Even so, those two clubs obviously exercised powerful influences, both in their own right and as ex officio members of the GRA board from that time until very recently. Of course, that then leads to the question of how they could act simultaneously in the interests of both their club and the state authority. Some conflict would be normal, surely?
Let’s note that, amongst other things, the GRA was responsible for receiving money from the TAB and then parcelling it out to individual clubs for prize money, for club administration costs, and for assessing need and allocating funds for major maintenance items. As the largest clubs, naturally GBOTA and NCA got the largest shares. But how would that process be seen to be fair and equitable, or even desirable, in the interests of the state at large? It’s an impossible question, of course, but one which has largely disappeared now that clubs no longer have direct representation on the current GRNSW board.
We can also note that at a later time, the NCA nominee on the board, Mike Ahrens, abruptly resigned, advising the Greyhound Recorder that he could no longer accept the way it did business. Subsequently, two new appointments to the board, Paul Wheeler and Paul England, also resigned not long after they took on the job. Their reasons were never published.
The same organisation was strongly criticised by ICAC for its poor supervision following the investigation into abuses committed by the chief steward Rodney Potter, who was later jailed.
Historically, it all points to a bumbling approach to running an industry. But is it any better now? Many submissions to the parliamentary inquiry suggest not. It is also worth thinking about a year-old proposal by GRNSW to remove Border Park at Tweed Heads from the state and consign it to Queensland jurisdiction for future racing. An item in the 2012/13 annual report also emphasised the plan. The mind boggles at how a relatively lowly body like GRNSW could overcome a swathe of legal barriers and contractual obligations (to Tabcorp, amongst others) to do that.
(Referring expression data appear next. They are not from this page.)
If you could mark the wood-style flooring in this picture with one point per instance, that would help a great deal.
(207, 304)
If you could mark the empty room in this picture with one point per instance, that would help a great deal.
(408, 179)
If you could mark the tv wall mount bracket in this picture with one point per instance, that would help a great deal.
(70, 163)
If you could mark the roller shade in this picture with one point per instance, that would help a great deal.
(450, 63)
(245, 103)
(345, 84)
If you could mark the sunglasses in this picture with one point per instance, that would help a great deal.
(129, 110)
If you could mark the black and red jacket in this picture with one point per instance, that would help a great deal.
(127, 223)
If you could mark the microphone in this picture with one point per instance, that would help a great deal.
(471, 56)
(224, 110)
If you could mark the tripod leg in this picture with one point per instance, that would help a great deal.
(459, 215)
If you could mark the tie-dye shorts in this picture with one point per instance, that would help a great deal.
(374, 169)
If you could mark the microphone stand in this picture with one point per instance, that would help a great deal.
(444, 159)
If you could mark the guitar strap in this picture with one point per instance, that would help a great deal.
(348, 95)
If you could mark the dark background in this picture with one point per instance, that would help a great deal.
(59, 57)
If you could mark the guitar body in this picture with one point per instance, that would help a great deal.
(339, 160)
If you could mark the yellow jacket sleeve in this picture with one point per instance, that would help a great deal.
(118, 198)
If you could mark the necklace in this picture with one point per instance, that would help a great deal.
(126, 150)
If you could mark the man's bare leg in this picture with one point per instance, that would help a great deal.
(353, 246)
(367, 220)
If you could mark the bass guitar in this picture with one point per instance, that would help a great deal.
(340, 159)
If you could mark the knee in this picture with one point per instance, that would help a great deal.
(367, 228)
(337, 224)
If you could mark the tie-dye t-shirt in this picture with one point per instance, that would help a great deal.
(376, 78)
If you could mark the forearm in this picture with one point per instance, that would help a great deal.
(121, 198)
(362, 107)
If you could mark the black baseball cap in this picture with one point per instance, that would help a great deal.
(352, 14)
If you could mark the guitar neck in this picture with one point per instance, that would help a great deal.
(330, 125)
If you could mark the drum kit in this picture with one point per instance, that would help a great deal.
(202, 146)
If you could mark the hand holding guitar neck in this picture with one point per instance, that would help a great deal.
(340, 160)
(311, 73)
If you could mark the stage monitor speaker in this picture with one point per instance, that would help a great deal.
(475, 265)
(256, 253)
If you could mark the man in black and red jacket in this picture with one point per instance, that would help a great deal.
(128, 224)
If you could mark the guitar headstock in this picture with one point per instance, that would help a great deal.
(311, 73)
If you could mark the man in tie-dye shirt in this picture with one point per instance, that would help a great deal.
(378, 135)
The change might also be a surprise to the NSW treasurer who would be faced with a loss of tax income from Border Park’s busy operation (not from its greyhound racing but from the packed houses in its betting auditorium every Saturday and public holiday). And neither TattsBet nor Racing Queensland is legally entitled to operate outside the state. Bringing this about – were it ever to be seriously considered – would require a busload of expensive lawyers just to think about it. Oh dear! Is this a repeat of the RDA exercise?
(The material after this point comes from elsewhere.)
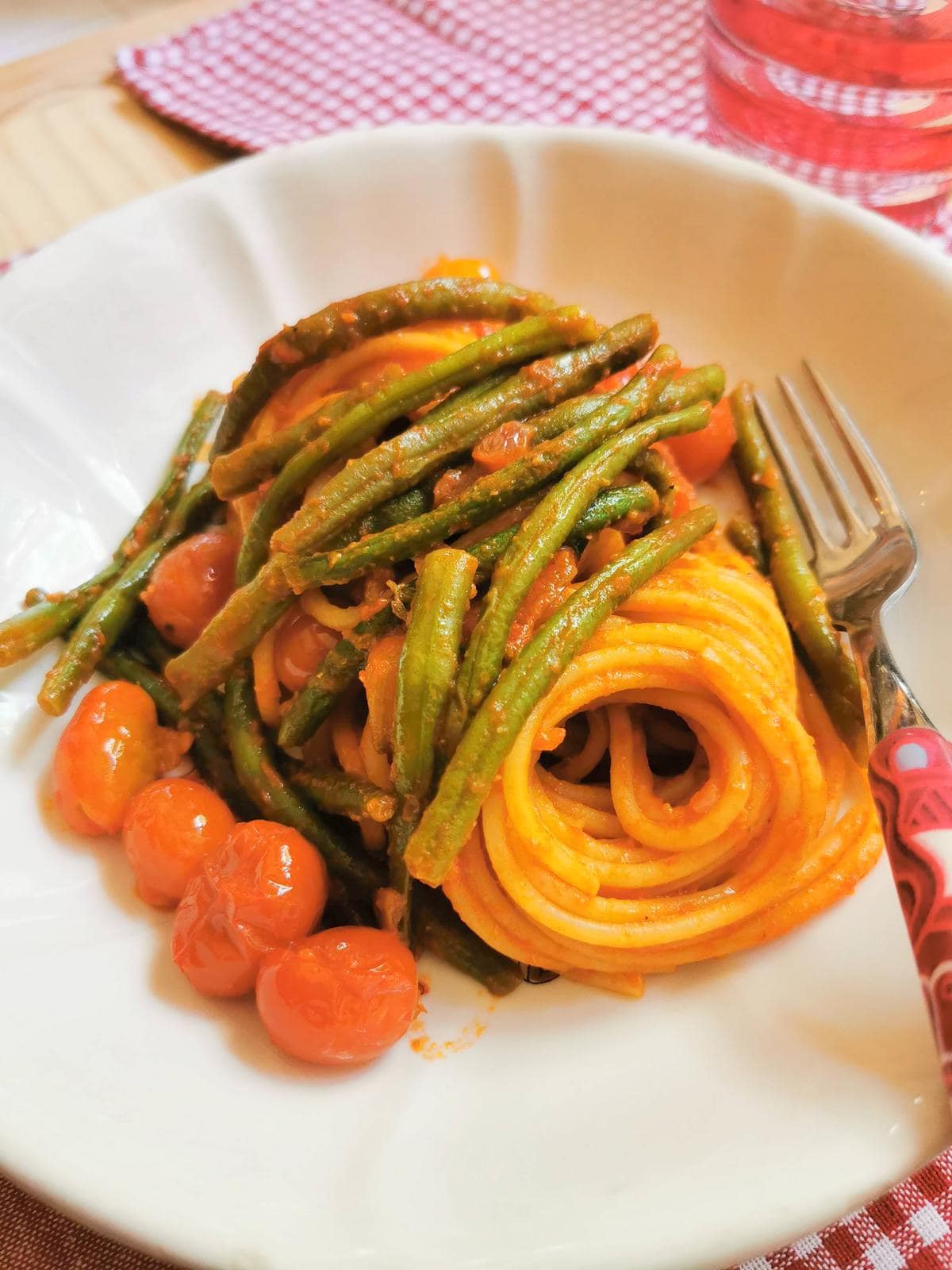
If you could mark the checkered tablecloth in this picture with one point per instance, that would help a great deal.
(283, 70)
Greyhound racing generally, not just in NSW, tends to use outmoded organisational structures which militate against timely and efficient management. They particularly lack any efficiency oversight. Auditors check the sums but not the effectiveness of investments made by the board. The same applies to other racing codes, which must be a major reason that racing has been losing its punch and its market share over the last two decades. That greyhounds are doing a little better than others is no more than a reflection of stuffing more and more races into the overcrowded TAB calendar at the same time as the gallops and trots are losing their way, rather like putting more machines into an already busy poker machine palace.
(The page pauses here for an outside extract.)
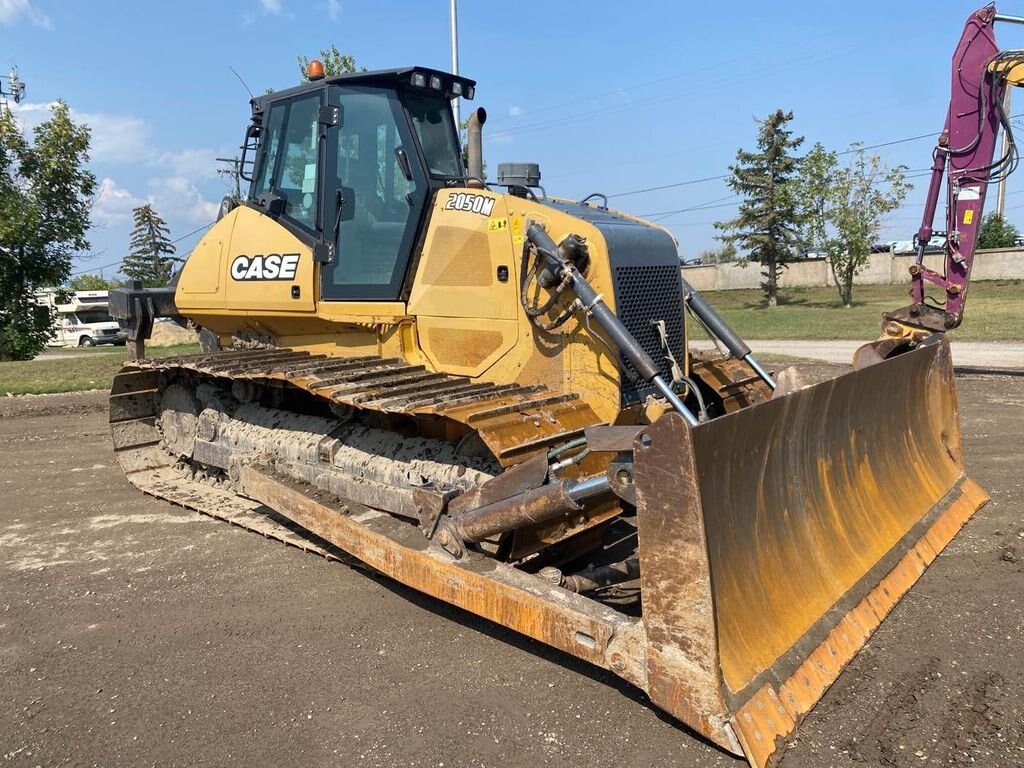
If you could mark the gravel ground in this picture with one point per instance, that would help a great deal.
(133, 632)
So will the parliamentary inquiry see it in that light? Time will tell, but they are asking a lot of good questions.
A side note: during his former association with the Newcastle Jockey Club, Ross Magin was always a strong supporter of greyhound racing at Beaumont Park, then owned by the NJC. However, in the end, the NJC refused to take the necessary action to change its pattern of operation and the track closed down and the land was sold off. The wounds were deep and the Hunter region was never the same again.